Measuring Success: How to Know AI Is Working
Every AI project in customer service should be measured with specific metrics. Here are the most important ones:
Quantitative Metrics
- First Contact Resolution rate: What percentage of problems are solved on the first contact? Target: above 70 percent
- Average response time: How long from customer contact to first response? With AI it should be under 30 seconds
- Deflection Rate: What percentage of requests does the chatbot resolve without human intervention? Initial target: 40 to 60 percent
- Cost per contact: How much does each customer interaction cost? AI should reduce this by at least 30 percent
- Escalation Rate: What percentage of conversations transfer from chatbot to human? If above 50 percent, the chatbot needs improvement
Qualitative Metrics
- CSAT (Customer Satisfaction Score): Customer satisfaction with chatbot interaction — ask after each conversation
- NPS (Net Promoter Score): Would the customer recommend you to others?

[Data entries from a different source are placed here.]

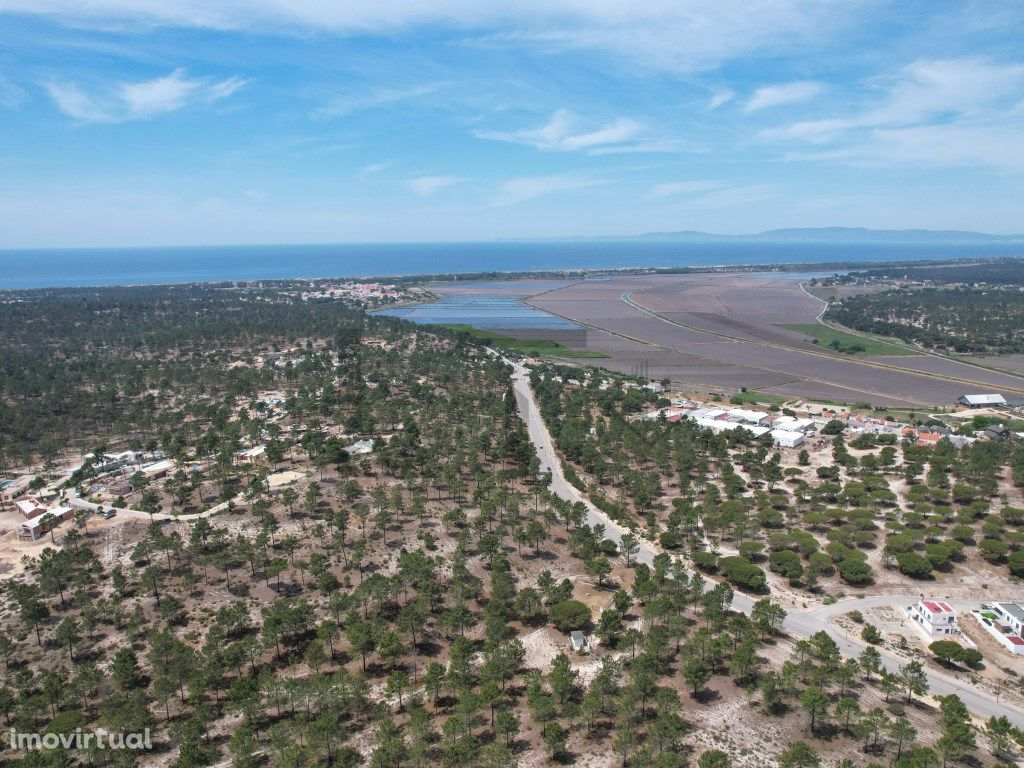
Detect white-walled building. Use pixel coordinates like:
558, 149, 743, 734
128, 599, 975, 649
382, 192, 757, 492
909, 600, 957, 637
771, 429, 804, 447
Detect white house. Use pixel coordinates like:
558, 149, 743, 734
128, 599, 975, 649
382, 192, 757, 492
973, 603, 1024, 655
771, 429, 804, 447
992, 603, 1024, 637
17, 506, 75, 542
729, 408, 768, 426
956, 394, 1007, 408
569, 630, 590, 653
909, 600, 956, 637
14, 496, 46, 520
345, 440, 374, 456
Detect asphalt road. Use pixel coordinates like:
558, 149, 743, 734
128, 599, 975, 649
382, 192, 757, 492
507, 360, 1024, 728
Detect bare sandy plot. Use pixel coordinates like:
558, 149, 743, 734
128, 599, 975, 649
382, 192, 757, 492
523, 273, 1024, 407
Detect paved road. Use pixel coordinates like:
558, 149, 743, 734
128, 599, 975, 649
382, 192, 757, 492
507, 360, 1024, 727
67, 489, 236, 521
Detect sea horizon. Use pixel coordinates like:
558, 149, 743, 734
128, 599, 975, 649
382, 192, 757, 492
0, 241, 1024, 290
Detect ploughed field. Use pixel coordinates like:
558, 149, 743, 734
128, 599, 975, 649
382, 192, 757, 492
466, 273, 1024, 407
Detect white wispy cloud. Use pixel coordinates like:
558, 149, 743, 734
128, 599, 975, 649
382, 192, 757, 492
743, 80, 824, 112
0, 75, 28, 110
2, 0, 866, 72
313, 83, 445, 118
43, 68, 249, 123
406, 176, 469, 198
357, 163, 392, 181
762, 56, 1024, 169
494, 174, 607, 207
474, 110, 678, 155
647, 179, 728, 200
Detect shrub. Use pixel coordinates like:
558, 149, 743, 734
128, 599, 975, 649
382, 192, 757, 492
690, 550, 718, 573
657, 530, 683, 549
978, 539, 1010, 564
1007, 549, 1024, 579
860, 624, 882, 645
896, 552, 932, 579
548, 600, 590, 633
928, 640, 964, 664
837, 557, 871, 584
768, 549, 804, 580
718, 555, 768, 592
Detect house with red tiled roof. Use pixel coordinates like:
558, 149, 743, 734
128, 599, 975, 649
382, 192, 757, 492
909, 600, 957, 637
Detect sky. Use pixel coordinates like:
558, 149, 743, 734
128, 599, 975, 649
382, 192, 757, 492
0, 0, 1024, 248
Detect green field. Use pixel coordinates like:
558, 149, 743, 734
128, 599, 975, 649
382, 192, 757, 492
782, 323, 921, 357
441, 324, 608, 358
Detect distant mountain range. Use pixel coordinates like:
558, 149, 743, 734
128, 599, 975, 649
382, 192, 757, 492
571, 226, 1024, 244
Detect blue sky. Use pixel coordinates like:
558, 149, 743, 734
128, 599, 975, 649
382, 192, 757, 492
0, 0, 1024, 248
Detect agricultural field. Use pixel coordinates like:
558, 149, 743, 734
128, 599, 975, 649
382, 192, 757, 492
0, 284, 1021, 768
783, 323, 920, 357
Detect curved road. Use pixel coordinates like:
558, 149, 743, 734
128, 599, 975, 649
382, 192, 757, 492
506, 359, 1024, 728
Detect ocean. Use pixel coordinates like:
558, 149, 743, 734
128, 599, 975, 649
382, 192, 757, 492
0, 241, 1024, 289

- Qualitative feedback: Read customer comments. If they say the chatbot was useless, you have a problem
Step-by-Step Implementation
If you are convinced AI in customer service is useful for you, follow this path:
Phase 1: Preparation (Weeks 1-2)
- Write a list of the 20 most common customer questions
- Prepare an accurate and complete answer for each question
- Measure current customer service metrics (baseline)
- Talk to the customer service team — listen to their concerns
Phase 2: Pilot (Weeks 3-6)
- Choose an AI chatbot tool (like Intercom, Zendesk AI, Tidio, or a custom chatbot)
- Activate it only for the 20-30 most common questions
- Test on a portion of traffic (e.g., only the website, not phone)
- Review conversations daily and see where the chatbot makes mistakes
Phase 3: Improvement (Weeks 7-12)
- Based on real data, improve the chatbot
- Add more questions
- Activate sentiment analysis and smart routing
- Re-measure metrics and compare with baseline
Phase 4: Expansion (Month 4 onwards)
- Add to other channels (WhatsApp, Telegram, phone)
- Add more advanced capabilities (product recommendations, feedback collection)
- Use collected data to improve products and services
Common Implementation Mistakes
Avoid these mistakes:
- Launching without sufficient content: If the chatbot does not have answers to questions, it frustrates customers. Prepare content first, then launch
- Hiding the human option: If the customer cannot reach an operator, they get angry and leave. The connect to operator button must be clear and always accessible
- Ignoring feedback: Review unsuccessful conversations every week. If customers get stuck at a specific point, fix it
- Expecting instant results: The first month, the chatbot is weak and that is normal. By month three it gets better. Be patient
- Forgetting the team: Tell the customer service team that AI is going to help them, not replace them. If the team is scared, they will resist the project
The Future of Customer Service with AI
Several important trends in the near future:
- Voice chatbots: Instead of typing, the customer speaks and voice AI responds — more natural and faster
- Predicting problems before contact: AI detects a problem before the customer calls and proactively reaches out
- Deep personalization: AI knows the complete customer history and personalizes the conversation
- Video analysis: AI can detect customer emotions from facial expressions in video calls
Series Summary
In 5 episodes of this series, we covered a complete path:
- We understood what AI is and why it matters now
- We learned where to identify AI opportunities in business
- We explored ready-made tools and learned how to use them
- AI in marketing and sales — reality separated from hype
- AI in customer service — chatbots, sentiment analysis, and hybrid systems
The main point of all these episodes is one thing: AI is a tool, not magic. Like any other tool, when used correctly it is extraordinary, and when used poorly, it causes harm. Your most important job as a manager is to understand, test, and proceed gradually.
A manager who understands AI does not need to become a programmer. They just need to know where to use this tool, where not to, and how to measure the results. You are now that manager.